27. En l'espèce, la cause du requérant étant actuellement pendante, la Cour ne saurait spéculer quant à l'application de la disposition litigieuse à la procédure. De plus, elle ne perd pas de vue le fait que l'article 5 bis de la loi no 359 de 1992 a été déclaré inconstitutionnel par l'arrêt de la Cour constitutionnel du 22 octobre 2007.
28. Dans ces conditions, cette partie de la requête est prématurée et doit être rejetée pour non épuisement des voies de recours internes en application de l'article 35 §§ 1 et 4 de la Convention.
III. SUR L'APPLICATION DE L'ARTICLE 41 DE LA CONVENTION
29. Aux termes de l'article 41 de la Convention,
« Si la Cour déclare qu'il y a eu violation de la Convention ou de ses Protocoles, et si le droit interne de la Haute Partie contractante ne permet d'effacer qu'imparfaitement les conséquences de cette violation, la Cour accorde à la partie lésée, s'il y a lieu, une satisfaction équitable. »
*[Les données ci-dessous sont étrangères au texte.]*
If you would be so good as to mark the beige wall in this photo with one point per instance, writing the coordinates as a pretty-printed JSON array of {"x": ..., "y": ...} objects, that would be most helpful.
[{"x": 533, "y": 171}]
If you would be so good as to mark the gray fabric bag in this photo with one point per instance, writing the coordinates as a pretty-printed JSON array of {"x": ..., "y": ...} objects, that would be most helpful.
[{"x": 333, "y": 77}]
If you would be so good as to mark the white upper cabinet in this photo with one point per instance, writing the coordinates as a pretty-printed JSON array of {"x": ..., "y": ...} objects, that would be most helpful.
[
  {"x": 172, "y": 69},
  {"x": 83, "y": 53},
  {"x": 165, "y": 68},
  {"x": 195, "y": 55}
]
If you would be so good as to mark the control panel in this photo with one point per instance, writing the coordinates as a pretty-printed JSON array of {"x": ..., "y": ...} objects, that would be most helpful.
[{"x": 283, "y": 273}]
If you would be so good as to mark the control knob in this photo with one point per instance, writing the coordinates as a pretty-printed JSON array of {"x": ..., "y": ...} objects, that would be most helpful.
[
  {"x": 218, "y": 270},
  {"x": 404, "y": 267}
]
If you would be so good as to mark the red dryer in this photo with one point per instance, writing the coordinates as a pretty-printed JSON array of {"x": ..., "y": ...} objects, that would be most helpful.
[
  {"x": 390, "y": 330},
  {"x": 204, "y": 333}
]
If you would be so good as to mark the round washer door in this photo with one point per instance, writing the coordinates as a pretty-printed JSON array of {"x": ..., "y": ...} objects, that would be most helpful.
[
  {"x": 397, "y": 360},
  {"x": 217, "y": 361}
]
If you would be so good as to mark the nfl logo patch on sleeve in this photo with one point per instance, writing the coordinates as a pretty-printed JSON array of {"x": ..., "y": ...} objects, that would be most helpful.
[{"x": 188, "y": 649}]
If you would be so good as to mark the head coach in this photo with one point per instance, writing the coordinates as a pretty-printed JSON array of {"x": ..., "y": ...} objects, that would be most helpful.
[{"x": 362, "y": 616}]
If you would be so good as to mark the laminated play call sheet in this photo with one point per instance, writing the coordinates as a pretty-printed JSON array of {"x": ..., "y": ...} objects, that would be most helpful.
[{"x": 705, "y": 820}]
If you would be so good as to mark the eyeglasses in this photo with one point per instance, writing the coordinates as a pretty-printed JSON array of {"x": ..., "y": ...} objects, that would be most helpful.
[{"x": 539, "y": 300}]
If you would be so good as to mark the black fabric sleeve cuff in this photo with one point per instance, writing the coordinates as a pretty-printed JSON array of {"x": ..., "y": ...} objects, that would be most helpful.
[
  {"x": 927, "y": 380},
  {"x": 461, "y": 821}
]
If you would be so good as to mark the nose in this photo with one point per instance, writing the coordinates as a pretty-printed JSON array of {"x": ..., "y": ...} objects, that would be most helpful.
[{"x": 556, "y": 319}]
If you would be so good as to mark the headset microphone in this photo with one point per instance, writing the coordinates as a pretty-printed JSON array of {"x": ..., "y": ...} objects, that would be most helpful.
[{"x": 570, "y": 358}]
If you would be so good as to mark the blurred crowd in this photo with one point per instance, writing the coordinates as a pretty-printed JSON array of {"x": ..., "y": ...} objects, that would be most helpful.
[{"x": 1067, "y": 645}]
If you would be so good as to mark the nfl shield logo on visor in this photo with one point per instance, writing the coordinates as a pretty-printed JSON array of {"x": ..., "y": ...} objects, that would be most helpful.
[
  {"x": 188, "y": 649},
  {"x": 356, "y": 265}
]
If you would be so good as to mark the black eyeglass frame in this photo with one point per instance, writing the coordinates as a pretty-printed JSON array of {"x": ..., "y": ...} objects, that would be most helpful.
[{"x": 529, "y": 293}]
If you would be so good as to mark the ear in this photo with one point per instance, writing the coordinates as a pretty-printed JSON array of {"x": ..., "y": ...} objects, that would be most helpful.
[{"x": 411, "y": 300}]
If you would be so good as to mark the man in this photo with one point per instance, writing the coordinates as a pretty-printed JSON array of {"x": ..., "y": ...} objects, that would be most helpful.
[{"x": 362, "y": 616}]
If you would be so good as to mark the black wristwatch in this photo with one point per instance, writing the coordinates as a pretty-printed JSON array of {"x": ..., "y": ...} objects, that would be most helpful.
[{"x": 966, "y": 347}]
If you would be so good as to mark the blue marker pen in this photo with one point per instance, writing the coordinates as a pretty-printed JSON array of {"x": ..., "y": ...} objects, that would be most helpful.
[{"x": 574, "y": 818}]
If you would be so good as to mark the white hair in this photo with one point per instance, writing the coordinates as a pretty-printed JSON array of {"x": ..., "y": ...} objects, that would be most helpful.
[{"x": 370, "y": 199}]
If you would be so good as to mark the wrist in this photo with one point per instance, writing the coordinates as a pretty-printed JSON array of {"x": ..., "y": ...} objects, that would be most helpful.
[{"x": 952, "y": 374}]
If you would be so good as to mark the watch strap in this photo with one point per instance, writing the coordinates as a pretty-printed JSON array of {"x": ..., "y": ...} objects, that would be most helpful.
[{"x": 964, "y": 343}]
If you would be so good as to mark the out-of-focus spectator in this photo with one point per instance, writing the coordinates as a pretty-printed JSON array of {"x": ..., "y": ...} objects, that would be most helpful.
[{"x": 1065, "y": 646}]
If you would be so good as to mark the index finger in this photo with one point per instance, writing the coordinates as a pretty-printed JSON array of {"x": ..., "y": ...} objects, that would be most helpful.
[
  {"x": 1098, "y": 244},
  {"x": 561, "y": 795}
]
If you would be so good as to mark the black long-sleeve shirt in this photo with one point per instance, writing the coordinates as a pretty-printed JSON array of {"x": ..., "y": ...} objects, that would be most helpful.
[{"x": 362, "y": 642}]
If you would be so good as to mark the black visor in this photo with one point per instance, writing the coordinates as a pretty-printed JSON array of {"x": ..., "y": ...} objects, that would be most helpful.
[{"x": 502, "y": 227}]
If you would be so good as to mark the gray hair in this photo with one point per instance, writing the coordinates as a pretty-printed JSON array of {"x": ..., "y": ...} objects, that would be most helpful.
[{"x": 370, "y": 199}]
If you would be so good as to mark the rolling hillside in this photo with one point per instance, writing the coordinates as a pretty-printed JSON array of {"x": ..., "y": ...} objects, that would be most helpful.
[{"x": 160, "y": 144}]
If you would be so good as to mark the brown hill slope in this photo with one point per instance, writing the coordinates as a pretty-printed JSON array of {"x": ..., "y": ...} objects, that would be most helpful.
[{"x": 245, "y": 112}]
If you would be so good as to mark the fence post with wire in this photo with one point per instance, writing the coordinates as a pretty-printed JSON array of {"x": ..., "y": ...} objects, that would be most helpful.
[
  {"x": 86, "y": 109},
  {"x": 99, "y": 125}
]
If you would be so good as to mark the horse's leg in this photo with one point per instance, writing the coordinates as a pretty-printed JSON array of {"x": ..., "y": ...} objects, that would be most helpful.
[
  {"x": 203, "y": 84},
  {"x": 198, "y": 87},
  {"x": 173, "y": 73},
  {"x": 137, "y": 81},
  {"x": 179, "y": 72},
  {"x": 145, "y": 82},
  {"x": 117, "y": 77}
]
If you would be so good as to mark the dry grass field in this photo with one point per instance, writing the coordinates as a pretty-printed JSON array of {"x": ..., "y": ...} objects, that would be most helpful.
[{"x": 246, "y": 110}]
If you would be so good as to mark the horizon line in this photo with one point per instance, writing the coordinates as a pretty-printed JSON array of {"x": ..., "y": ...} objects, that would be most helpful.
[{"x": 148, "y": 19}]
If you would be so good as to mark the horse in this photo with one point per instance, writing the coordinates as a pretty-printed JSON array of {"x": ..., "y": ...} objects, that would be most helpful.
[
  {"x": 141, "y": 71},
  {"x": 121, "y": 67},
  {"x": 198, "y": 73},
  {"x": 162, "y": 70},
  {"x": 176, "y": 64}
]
30. Le requérant n'a présenté aucune demande de satisfaction équitable dans le délai imparti à cet effet. Partant, la Cour estime qu'il n'y a pas lieu de lui octroyer de somme à ce titre.
PAR CES MOTIFS, LA COUR, À L'UNANIMITÉ,
1. Déclare la requête recevable quant au grief tiré de l'article 1 du Protocole no 1 et irrecevable pour le surplus ;
2. Dit qu'il y a eu violation de l'article 1 du Protocole no 1.
Fait en français, puis communiqué par écrit le 26 janvier 2010, en application de l'article 77 §§ 2 et 3 du règlement.